Tartışanların gerekçelerini ortaya koymaları icab etmez mi?

Alfabe, Osmanlıca, lisan konusunda niçin seviyeli tartışmalar yapılmıyor da yaygara ve şamata kopartılıyor.

Bunlar Kemalist inkılaplarmış ve tartışılamazmış… Yahu siz hangi devirde yaşadığınızın farkında değil misiniz?

Kemalist tabuların mazide kaldığını niçin anlamak istemiyorsunuz?

1930’larda yaşamıyoruz, köprülerin altından çok sular aktı…

(İkinci Yazı) Bu Durum Bu Gidiş İyi mi?

Aşırı muhalif Kemalist ve lâik bir gazete feryad ediyor: Eyvah okullara ahlâk dersi konacak!..

Güneydoğudaki bir ilimizin adliyesinin deposundaki uyuşturucu madde çuvallarının dibi delinmiş, içleri boşaltılmış, sonra unla doldurulmuş. Üstteki mühürler sapasağlam duruyor. Çuvallar yakılarak imha edilmiş…

Birtakım firmalar dışarıdan, işlenip ihraç edilmek üzere gümrüksüz bir yığın hammadde getirmişler.

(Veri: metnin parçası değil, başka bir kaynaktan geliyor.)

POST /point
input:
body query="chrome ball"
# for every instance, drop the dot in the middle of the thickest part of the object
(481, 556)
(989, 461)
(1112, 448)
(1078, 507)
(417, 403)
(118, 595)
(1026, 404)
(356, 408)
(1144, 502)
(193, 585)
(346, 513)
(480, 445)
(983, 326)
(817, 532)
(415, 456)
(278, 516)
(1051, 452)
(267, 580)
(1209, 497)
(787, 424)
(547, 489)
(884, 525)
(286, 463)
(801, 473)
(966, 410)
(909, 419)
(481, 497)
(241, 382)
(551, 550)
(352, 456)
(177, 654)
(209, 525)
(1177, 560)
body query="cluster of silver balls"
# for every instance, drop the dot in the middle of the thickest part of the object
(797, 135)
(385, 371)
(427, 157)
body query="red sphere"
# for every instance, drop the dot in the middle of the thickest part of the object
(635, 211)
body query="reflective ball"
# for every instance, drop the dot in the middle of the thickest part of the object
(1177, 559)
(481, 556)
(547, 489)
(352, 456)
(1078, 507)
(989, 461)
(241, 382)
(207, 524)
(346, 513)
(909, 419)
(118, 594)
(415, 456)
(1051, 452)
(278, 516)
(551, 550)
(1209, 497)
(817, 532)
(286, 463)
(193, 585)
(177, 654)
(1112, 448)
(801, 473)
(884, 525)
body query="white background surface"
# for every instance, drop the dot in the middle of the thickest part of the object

Sonra bunları iç piyasaya vermişler.

Zeytin ağaçları kesiliyor, yeşil alanlar tahrip ediliyor.

Bazı Âlevîler hükümete ültimatom vermişler. Alevi köylerine cami yapılmasın demişler.

Zonguldakta kömür madenine 160 işçi alınacakmış, tam 4500 kişi müracaat etmiş.

Yedikule bostanlarının bir kısmı imara, betonlaşmaya, yapılaşmaya açılacakmış.

Güneydoğuda terörist gruplar kendi mahkemelerini kurmuşlar, vergi toplamaya başlamışlar.

Büyük Millet Meclisi binasında sahte MİT belgeli adamlar yakalanmış.

Birkaç on bin yeni öğretmen alınarak öğretmen sayısı bir milyona çıkartılacakmış.

Marmara’da büyük bir zelzele olabilirmiş ama alınan hiçbir tedbir yok.

Her gün beş milyon ekmek çöpe atılıyor.

Halk çılgın gibi pahalı, lüks, yeni, bilgisayarlı, navigasyonlu cep telefonu almaya devam ediyor.

Dar gelirli aileler doğalgaz faturalarını ödemekte zorlanıyor.

İstanbulun etrafındaki on binlerce mesken binasının inşaatı hızla ilerliyor.

Futbol alemindeki rezaletler devam ediyor. Şike dosyaları ne oldu acaba?

Müstehcen yayınlar alabildiğine sürüyor.

Bazı çağdaşların “İçki kısıtlanıyor!” feryatlarına kulak asmayın, ülke bir meyhane-i kübraya dönmüş vaziyette.

Piyango, lotarya, kumar almış başını gidiyor.

Devletin koruması altındaki yasal KDV’li fuhuş berdevam. İslâm Feministlerinde çıt yok.

Yasal fuhşun bin misli yarı-yasal fuhuş ne KDV ödüyor, ne gelir vergisi.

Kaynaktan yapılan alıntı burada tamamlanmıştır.